Akibat hidup selama ratusan generasi ditengah hutan, keterampilan membuat obat herbal dari tanaman yang tersedia mereka kuasai dengan baik. Ada daun-daun yang dapat digunakan untuk mengobati demam. Ada beberapa tanaman yang jika dicampur akan mampu mengobati sakit perut. Bahkan ramuan untuk mengobati luka terbuka atau infeksi yang timbul mereka punyai. Selain itu hutan juga menyediakan beberapa produk yang masih bisa didapatkan dengan lestari oleh orang Togutil, seperti rotan atau hasil sadapan pohon damar.
Tuntutan menjaga kelestarian hutan pun jatuh ke masyarakat Togutil. Karena saat ini, terutama di bagian tengah pulau Halmahera, hutan-hutan Togutil telah dijadikan kawasan Taman Nasional. Meski tanpa tuntutan sustainability ini pun mereka paham bahwa hutan harus dijaga, karena itulah “rumah” mereka.
Beberapa konflik dengan para perambah hutan ilegal sempat terjadi beberapa kali di masa lalu, karena mereka merasa bahwa para perambah itu secara serampangan telah merusak “rumah” masyarakat Togutil.
Seperti telah disebut secara singkat diatas, ruang hidup orang Togutil saat ini telah terkepung. Selain oleh perkampungan transmigrasi yang tersebar di banyak lokasi, berbagai perusahaan skala besar telah mendapatkan konsesi di sekeliling hutan Togutil. Utamanya perusahaan tambang mineral dan perusahaan kayu. Akibat skill yang dipunya dirasa kurang pantas, orang Togutil hanya mendapatkan pekerjaan yang sepele saja. Baik dari para transmigran maupun oleh perusahaan-perusahaan besar tadi.
Pemberdayaan sumber daya manusia lokal memang belum menjadi concern dari para pembuat kebijakan di Halmahera. Para pekerja berlisensi atau mempunyai skill khusus biasanya didatangkan dari luar pulau. Jelas bukan orang asli Halmahera. Namun tak selamanya hal buruk yang datang bersama orang luar.
Selain menerima hasil bumi masyarakat Togutil, para transmigran mengajarkan teknik bercocok tanam hortikultura dan pengolahan lahannya. Karena bertanam padi belum menjadi pilihan orang Togutil, meski lahan yang ada cocok untuk budidaya padi. Sedangkan kemampuan mengoperasikan alat-alat berat diajarkan oleh perusahaan-perusahaan besar tadi. Pun mengenai manajemen keuangan dasar, berguna paling tidak untuk mengetahui cara mengelola keuangan keluarga.
Masyarakat merdeka?
Maklum jika kita kemudian mengira bahwa segala hal “baik” yang dibawa orang luar tadi akan membuat kehidupan masyarakat Togutil berkembang positif. Namun ternyata tidak. Hal-hal asing tadi mereka kunyah sungguh perlahan. Tidak memberi banyak arti bagi kesentosaan yang diinginkan.

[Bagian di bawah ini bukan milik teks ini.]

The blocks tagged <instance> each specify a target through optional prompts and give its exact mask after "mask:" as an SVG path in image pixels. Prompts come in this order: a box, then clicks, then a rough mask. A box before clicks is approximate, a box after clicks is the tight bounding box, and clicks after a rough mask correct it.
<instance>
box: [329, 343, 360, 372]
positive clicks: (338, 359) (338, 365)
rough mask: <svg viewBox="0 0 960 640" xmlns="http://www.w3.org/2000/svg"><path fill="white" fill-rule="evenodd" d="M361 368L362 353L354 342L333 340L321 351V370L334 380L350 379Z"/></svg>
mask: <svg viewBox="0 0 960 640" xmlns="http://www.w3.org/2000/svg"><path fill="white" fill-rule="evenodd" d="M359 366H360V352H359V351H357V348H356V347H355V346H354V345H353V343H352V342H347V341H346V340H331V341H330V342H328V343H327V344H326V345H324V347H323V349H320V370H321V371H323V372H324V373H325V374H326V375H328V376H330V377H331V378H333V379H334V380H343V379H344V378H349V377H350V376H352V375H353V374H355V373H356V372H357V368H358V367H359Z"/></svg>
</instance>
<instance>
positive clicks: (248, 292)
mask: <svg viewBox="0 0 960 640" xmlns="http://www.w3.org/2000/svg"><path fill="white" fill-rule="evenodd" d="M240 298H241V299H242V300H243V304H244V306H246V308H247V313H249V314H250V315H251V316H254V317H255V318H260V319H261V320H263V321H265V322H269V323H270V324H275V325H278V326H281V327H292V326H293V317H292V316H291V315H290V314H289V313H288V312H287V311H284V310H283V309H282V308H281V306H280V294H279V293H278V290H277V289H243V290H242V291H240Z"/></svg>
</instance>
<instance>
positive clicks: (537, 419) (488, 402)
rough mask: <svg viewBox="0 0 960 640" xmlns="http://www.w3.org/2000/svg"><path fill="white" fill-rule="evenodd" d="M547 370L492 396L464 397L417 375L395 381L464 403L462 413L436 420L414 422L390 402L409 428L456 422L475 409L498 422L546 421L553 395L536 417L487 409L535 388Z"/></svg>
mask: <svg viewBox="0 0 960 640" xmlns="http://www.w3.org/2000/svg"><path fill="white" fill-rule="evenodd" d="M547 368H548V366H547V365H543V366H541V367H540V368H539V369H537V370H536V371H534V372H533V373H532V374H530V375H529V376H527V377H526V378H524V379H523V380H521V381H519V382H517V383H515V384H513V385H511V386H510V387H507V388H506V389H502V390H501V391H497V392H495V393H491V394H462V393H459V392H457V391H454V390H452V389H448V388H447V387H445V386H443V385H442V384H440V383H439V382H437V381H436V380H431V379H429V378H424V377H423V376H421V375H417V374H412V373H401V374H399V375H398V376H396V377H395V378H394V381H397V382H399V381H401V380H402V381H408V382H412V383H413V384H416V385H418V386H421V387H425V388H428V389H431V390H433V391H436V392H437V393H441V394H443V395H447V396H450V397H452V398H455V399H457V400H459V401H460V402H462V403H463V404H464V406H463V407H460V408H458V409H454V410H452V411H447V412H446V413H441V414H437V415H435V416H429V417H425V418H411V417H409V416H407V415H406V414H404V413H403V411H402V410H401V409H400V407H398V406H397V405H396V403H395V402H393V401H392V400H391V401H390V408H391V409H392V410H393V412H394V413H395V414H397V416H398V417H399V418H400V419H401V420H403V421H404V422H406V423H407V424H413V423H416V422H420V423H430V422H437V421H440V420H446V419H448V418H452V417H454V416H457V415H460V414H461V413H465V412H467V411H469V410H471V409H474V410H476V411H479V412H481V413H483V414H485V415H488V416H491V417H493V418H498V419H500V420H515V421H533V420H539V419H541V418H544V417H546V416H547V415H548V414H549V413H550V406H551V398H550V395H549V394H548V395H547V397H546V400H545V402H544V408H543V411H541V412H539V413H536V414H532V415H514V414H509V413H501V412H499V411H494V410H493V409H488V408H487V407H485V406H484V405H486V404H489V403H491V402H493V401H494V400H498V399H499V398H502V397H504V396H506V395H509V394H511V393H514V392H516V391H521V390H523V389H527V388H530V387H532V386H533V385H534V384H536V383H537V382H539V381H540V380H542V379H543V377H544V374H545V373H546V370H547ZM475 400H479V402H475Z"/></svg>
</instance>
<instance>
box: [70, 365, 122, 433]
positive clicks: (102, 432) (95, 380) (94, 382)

Generasi selanjutnya masih hidup di tengah mereka, belum terlihat mempunyai potensi yang jelas. Pendidikan dasar yang disediakan pemerintah ternyata bukan menjadi satu “fair trade” bagi keluarnya mereka dari ruang hidup sebelumnya. Hutan-hutan Halmahera yang hijau dan sentosa. Kentalnya napas hidup orang Togutil dengan hutan Halmahera membuat masyarakat ini gagap saat “dipaksa” menghadapi modernitas.
Hembusan modernitas yang datang bersama stigma negatif mengenai masyarakat pedalaman, menderu dalam berbagai rupa dan rasa: agama, pangan, rumah, pakaian, uang, dan berbagai konsep lainnya. Gagasan-gagasan baru ini tentu saja masuk, awalnya, dalam bungkus kedermawanan dan kepedulian, menganggap gaya hidup masyarakat Togutil barbar dan harus berubah.
Langgam yang umum dipakai di berbagai tempat di dunia. Langgam yang juga digunakan para kolonialis. Dengan memaksakan modernitas sebagai satu-satunya jalan hidup alih-alih merangkul jati diri mereka, seperti itulah kemerdekaan masyarakat Togutil dirampas. Rampasan yang entah digunakan untuk memerdekakan siapa.